Various studies estimate that somewhere between 100 million and 400 million people will be pushed back into extreme poverty as a direct consequence of Covid-19. In this most crucial measure of human progress, the world is said to be moving backwards - and fast.
Brad W. Setser, writing for Foreign Affairs magazine (The Covid-19 Crisis in Emerging Markets Demands a Once-in-a-Century Response; Will the IMF Pass the Pandemic Stress Test? Published on May 27, 2020) contends that the International Monetary Fund-the lender of last resort for financially strapped governments-lacks a framework to handle what may be coming for the developing countries which were already agonizing under a global debt pileup before the pandemic hit them.
The IMF often lends to countries with deep problems, demanding (as the string attached to its loans) promises of fiscal reform. It also has ways to offer smaller-scale help. But in the pandemic, Setser writes, those models don't fit. That is why perhaps, Pakistan is finding it even more difficult to cope with the pandemic despite being in the midst of a three-year IMF Extended Fund Facility (EFF) programme.
In Setser's opinion the IMF "needs to find more creative ways to put more of its $1 trillion balance sheet to work". "This is a once-in-a-century pandemic that calls for a once-in-a-century response. The IMF has yet to deliver."
"To be sure, the IMF has offered some assistance to emerging economies battered by the pandemic. Through its Rapid Financing Instrument, for instance, the IMF is poised to provide a small amount of money to a large number of countries (Pakistan has already received $1.4 billion from the Fund's RFI). But the $100 billion available through this facility pales in comparison to the more than $2 trillion in need that the IMF itself has identified. The pandemic, however, calls for financing in much larger amounts than this line provides, over longer terms, and available to a wider range of countries," maintains the author.
In the opinion of Setser, to meet a portion of this need, the IMF should authorize a one-time increase in the world's foreign exchange reserves. A so-called Special Drawing Rights (SDR) allocation would distribute the IMF's internal currency-the SDR-to all countries in proportion to their existing IMF contributions. (SDR could then be exchanged for hard currency reserves, be they dollars or euros.)
"The IMF authorized a $250 billion SDR allocation in 2009. But now, in the face of what is in many ways a bigger shock, the IMF hasn't pushed to make use of this mechanism, seemingly for fear of offending the administration of U.S. President Donald Trump.

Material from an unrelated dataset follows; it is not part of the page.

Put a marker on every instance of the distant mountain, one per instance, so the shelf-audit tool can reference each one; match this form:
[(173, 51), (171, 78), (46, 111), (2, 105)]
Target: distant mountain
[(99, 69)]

"The IMF shouldn't risk being hamstrung by a US veto of the SDR allocation, however. It needs to find more creative ways to put more of its $1 trillion balance sheet to work. Specifically, the IMF should create a new instrument that would help countries cover the cost of emergency public health measures for the duration of the pandemic. This instrument should be designed to appeal to a broad range of countries that previously had sustained access to private-market financing. And unlike the IMF's Short-Term Liquidity Line, this instrument should be designed so that countries have five or more years to repay the funds. It is in everyone's interest for countries to borrow more so that they can spend more to fight the pandemic. This new special instrument should reflect that reality."
Setser says that many countries need a new long-term source of financing to make up for the private financing that has vanished and so long as the IMF limits the amount of pandemic financing to a portion of countries' 2020 fiscal deficits, the risks associated with a one-time broad increase in lending to emerging-market countries would be manageable.